Cloud computing offers the ability to expand IT capacity in an ‘on demand’ fashion. We’ve begun to take this concept one step further. What if IT services providers created an infrastructure or platform ‘on demand?’ Google Mail (Gmail) is an extreme example of this where users can get access to their email through cloud computing. As more users go to Gmail capacity expands to meet the needs of the users. I say this is an extreme because the cost model for Gmail is different from a R&D model.
Imagine a day when you can ‘rent’ a process – add database capacity – replicate existing IT landscapes in the cloud. We refer to this as process-as-a-service (PaaS) where you can use any given process via the cloud. Allowing you to add new users to a business process on an as needed basis. We can also provide infrastructure-as-a-service (IaaS). We’ve had clients ask if we can offer the servers organized in a specific fashion to support their business process. Companies can leverage these services and get out o the IT business of maintaining and supporting these systems.

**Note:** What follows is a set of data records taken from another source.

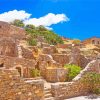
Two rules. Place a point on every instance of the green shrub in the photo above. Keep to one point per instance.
(93, 79)
(35, 73)
(32, 42)
(96, 90)
(73, 70)
(18, 23)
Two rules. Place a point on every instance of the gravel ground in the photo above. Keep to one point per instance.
(90, 97)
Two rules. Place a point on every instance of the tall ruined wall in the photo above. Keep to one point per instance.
(78, 86)
(61, 58)
(8, 47)
(25, 65)
(7, 30)
(12, 87)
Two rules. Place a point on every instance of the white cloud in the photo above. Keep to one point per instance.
(47, 20)
(12, 15)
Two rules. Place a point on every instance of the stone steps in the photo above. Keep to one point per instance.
(47, 94)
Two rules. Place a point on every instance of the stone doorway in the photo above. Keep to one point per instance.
(20, 70)
(1, 65)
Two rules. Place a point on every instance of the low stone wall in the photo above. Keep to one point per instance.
(12, 87)
(61, 58)
(66, 90)
(78, 86)
(56, 74)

Is this a novel idea? Not really – other industries have enacted similar PaaS and IaaS solutions. What makes this different is that within Life Sciences (especially Pharmaceuticals and Medical Devices) you have to discuss the regulatory aspects of your IT systems. And ‘yes’ we can support a cloud computing environment that is compliant to the FDA regulations. IT services providers would have to offer this in order for Life Sciences customers to use these solutions.
What is exciting to me is that we have the opportunity to apply cloud computing for the industry and create a fully ‘integrated’ process which, I believe, will improve the business of R&D.